Nuvectis Pharma's NXP900 Demonstrates Robust Activity In Non-Small Cell Lung Cancer Cell Lines
- Highly Synergistic Antiproliferative Activity in EGFR-resistant Cells in Combination with Osimertinib, the Active Ingredient in TagrissoTM
- Single Agent Antiproliferative Activity in Cells Resistant to Alectinib, the Active Ingredient in AlecensaTM
Fort Lee, NJ, April 08, 2024 (GLOBE NEWSWIRE) -- Nuvectis Pharma, Inc. (NASDAQ:NVCT) today recapped poster highlights from the 2024 American Association for Cancer Research (AACR) conference demonstrating highly synergistic antiproliferative activity in epidermal growth factor receptor (EGFR)-resistant non-small cell lung cancer (NSCLC) cells of NXP900 in combination with osimertinib, the active ingredient in TagrissoTM, an EGFR inhibitor approved for the treatment of NSCLC. The data reported, which confirms data previously published by the research team at Astra Zeneca, demonstrated that the combination reverses resistance to osimertinib versus osimertinib alone.
In addition, NXP900 demonstrated potent, single agent, antiproliferative activity in anaplastic lymphoma kinase (ALK)-resistant NSCLC cells and synergistic effects in combination with alectinib in alectinib sensitive cells. Alectinib is the active ingredient in AlecensaTM, an ALK inhibitor approved for the treatment of NSCLC.

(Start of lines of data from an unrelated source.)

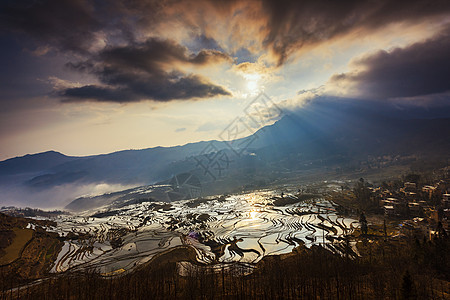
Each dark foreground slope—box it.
[8,234,450,299]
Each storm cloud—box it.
[329,28,450,99]
[59,39,231,102]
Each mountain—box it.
[0,101,450,209]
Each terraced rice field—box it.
[45,191,357,274]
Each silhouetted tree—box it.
[359,212,369,235]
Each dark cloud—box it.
[59,39,230,102]
[0,0,103,52]
[263,0,450,65]
[330,28,450,99]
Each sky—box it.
[0,0,450,160]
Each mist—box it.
[0,183,137,210]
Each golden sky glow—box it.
[0,0,450,160]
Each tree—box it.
[402,271,416,299]
[359,212,369,235]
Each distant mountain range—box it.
[0,99,450,209]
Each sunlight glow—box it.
[244,73,261,93]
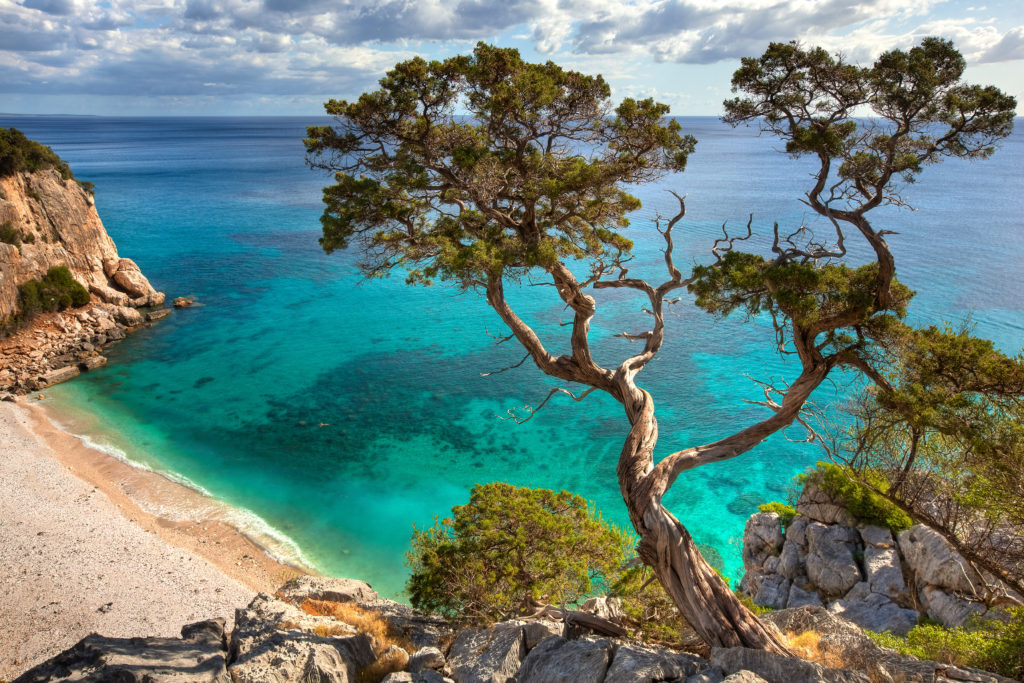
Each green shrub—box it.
[0,128,74,180]
[798,463,913,533]
[758,501,797,529]
[406,483,632,623]
[18,265,90,322]
[0,220,22,247]
[867,607,1024,679]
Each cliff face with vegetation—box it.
[0,168,164,318]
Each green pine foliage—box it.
[758,501,797,529]
[867,607,1024,680]
[0,128,75,180]
[407,483,632,623]
[797,462,913,533]
[18,265,89,319]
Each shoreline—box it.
[28,396,317,592]
[0,398,312,680]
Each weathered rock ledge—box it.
[14,577,1008,683]
[740,483,1020,636]
[0,169,170,394]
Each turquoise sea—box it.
[0,117,1024,596]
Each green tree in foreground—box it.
[306,40,1015,652]
[407,483,631,622]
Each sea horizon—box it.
[0,115,1024,597]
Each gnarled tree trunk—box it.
[618,381,788,654]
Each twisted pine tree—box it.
[306,41,1013,652]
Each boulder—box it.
[409,647,444,674]
[580,595,625,623]
[15,618,231,683]
[828,582,918,636]
[776,540,806,579]
[449,624,528,683]
[711,647,870,683]
[686,667,729,683]
[806,522,863,597]
[761,606,1009,683]
[110,258,163,303]
[276,577,377,605]
[604,644,708,683]
[864,545,907,600]
[78,355,106,373]
[114,306,145,328]
[754,573,793,609]
[897,524,982,595]
[743,512,784,571]
[229,593,375,683]
[516,636,610,683]
[720,671,768,683]
[39,366,82,387]
[857,525,896,548]
[785,582,821,607]
[89,283,131,306]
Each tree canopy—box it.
[407,482,631,622]
[306,39,1015,652]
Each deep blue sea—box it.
[0,117,1024,596]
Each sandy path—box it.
[0,402,299,680]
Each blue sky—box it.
[0,0,1024,116]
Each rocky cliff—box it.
[14,577,1009,683]
[0,169,164,318]
[0,168,169,393]
[740,483,1021,635]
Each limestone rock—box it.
[516,636,610,683]
[711,647,870,683]
[230,593,375,683]
[807,522,863,597]
[797,481,857,526]
[15,620,231,683]
[39,366,82,386]
[743,512,784,571]
[449,625,528,683]
[111,258,163,303]
[897,524,981,595]
[409,647,444,674]
[89,283,131,306]
[857,525,896,548]
[78,355,106,372]
[604,644,708,683]
[686,667,729,683]
[828,582,918,636]
[754,573,793,609]
[864,545,907,600]
[114,306,144,328]
[777,540,806,579]
[921,586,986,627]
[580,595,625,623]
[720,670,769,683]
[276,577,377,605]
[785,582,821,607]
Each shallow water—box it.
[0,117,1024,595]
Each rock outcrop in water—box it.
[740,484,1019,635]
[14,577,1009,683]
[0,168,166,393]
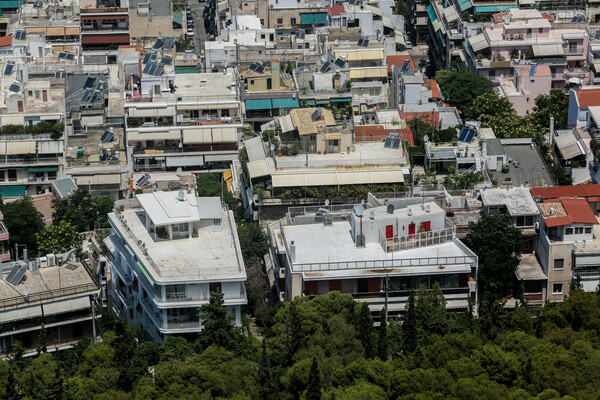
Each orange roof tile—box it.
[544,198,598,227]
[386,54,417,74]
[575,89,600,108]
[530,185,600,199]
[0,36,12,47]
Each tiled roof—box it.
[575,89,600,108]
[329,4,346,15]
[531,185,600,199]
[540,198,598,227]
[385,54,417,74]
[354,125,414,146]
[0,36,12,47]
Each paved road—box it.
[186,0,207,70]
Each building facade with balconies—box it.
[460,8,591,88]
[105,188,247,343]
[269,199,478,315]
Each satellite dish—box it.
[354,204,365,217]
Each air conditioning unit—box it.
[46,254,56,267]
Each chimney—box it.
[548,117,554,147]
[290,240,296,262]
[271,58,281,89]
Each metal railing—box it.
[0,283,98,310]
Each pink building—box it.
[498,65,552,116]
[0,212,10,262]
[464,8,590,88]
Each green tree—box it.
[402,290,419,353]
[198,292,238,350]
[0,196,44,255]
[465,214,523,299]
[237,221,269,265]
[357,303,375,358]
[306,357,321,400]
[533,89,569,129]
[408,117,433,146]
[435,70,492,120]
[52,188,115,232]
[37,323,48,354]
[377,308,389,361]
[36,220,83,254]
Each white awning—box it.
[6,140,35,154]
[44,297,91,315]
[0,305,42,322]
[246,160,269,179]
[38,140,65,154]
[531,44,565,57]
[183,128,212,144]
[2,115,25,126]
[127,129,181,141]
[469,33,489,51]
[166,156,204,167]
[279,114,296,133]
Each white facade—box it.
[105,191,247,343]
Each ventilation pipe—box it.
[290,240,296,262]
[548,117,554,150]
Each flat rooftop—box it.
[0,262,98,310]
[492,142,555,187]
[276,221,474,275]
[174,73,236,100]
[481,188,539,216]
[109,197,246,283]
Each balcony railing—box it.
[0,283,98,310]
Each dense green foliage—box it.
[52,188,115,232]
[435,70,492,120]
[35,220,83,254]
[465,214,523,300]
[0,290,600,400]
[0,196,44,255]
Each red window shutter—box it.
[304,281,319,294]
[329,279,342,292]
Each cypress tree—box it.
[402,290,418,353]
[377,308,388,361]
[306,357,321,400]
[358,303,374,358]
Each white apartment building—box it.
[105,189,247,343]
[270,199,478,315]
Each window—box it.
[554,258,565,270]
[209,282,221,293]
[552,283,562,294]
[167,285,186,299]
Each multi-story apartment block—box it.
[461,8,590,88]
[123,43,243,172]
[105,192,247,343]
[534,197,600,301]
[270,196,477,314]
[0,251,101,357]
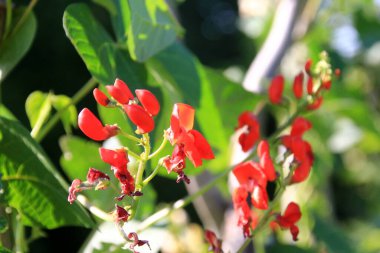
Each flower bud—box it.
[135,89,160,116]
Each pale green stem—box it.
[12,0,38,34]
[148,135,168,160]
[120,132,141,143]
[143,159,163,187]
[77,194,115,221]
[129,134,150,220]
[3,0,12,39]
[30,93,51,138]
[34,78,97,142]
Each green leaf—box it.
[148,43,261,175]
[0,216,8,234]
[25,91,51,128]
[0,8,37,83]
[59,136,119,210]
[127,0,181,62]
[51,95,78,133]
[314,216,357,253]
[0,246,12,253]
[0,117,93,229]
[63,4,146,85]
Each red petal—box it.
[257,140,270,157]
[135,90,160,116]
[260,152,277,181]
[189,130,214,159]
[307,96,323,110]
[78,108,111,141]
[290,225,300,241]
[290,117,312,137]
[170,103,195,131]
[305,59,313,75]
[124,104,154,134]
[99,148,129,168]
[232,161,267,191]
[113,78,134,100]
[268,75,284,104]
[106,85,129,104]
[293,72,303,99]
[87,168,110,184]
[251,184,268,210]
[92,88,110,106]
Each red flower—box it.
[293,72,303,99]
[268,75,284,104]
[237,111,260,152]
[307,96,323,110]
[87,168,110,190]
[124,104,154,134]
[67,179,83,204]
[135,90,160,116]
[99,148,129,167]
[115,205,129,222]
[257,140,277,181]
[106,79,134,104]
[276,202,301,241]
[305,59,313,76]
[282,117,314,183]
[128,232,151,253]
[78,108,119,141]
[205,229,223,253]
[166,104,214,173]
[290,117,312,137]
[233,161,268,210]
[306,76,314,95]
[92,88,111,106]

Moreover, effective inhibition of signaling pathways associated with osimertinib and alectinib resistance were observed in the respective cell lines tested.
Ron Bentsur, Chairman and Chief Executive Officer of Nuvectis, commented, "We are very pleased to be able to independently confirm the data previously published by the research team at Astra Zeneca, demonstrating the ability of NXP900 to reverse resistance to osimertinib in osimertinib resistant NSCLC cell lines, when administered in combination with osimertinib. We are also pleased with NXP900's potent single-agent activity in NSCLC cells resistant to alectinib." Mr. Bentsur continued, "EGFR and ALK inhibitors, especially osimertinib and alectinib, have revolutionized the treatment paradigm in NSCLC. However, treatment resistance remains a major challenge in a considerable number of patients, and therefore inhibiting the key pathways associated with the development of EGFR and ALK resistance to restore cancer sensitivity to treatment represents significant potential in this disease." Mr. Bentsur concluded, "With the NXP900 Phase 1a dose escalation study progressing as planned, we are excited about the potential opportunities presented by NXP900 in therapeutic areas of unmet medical need, both as a single agent and in combination with market-leading anticancer drugs such as Tagrisso, Alecensa and other approved drugs targeting EGFR and ALK-mutated tumors."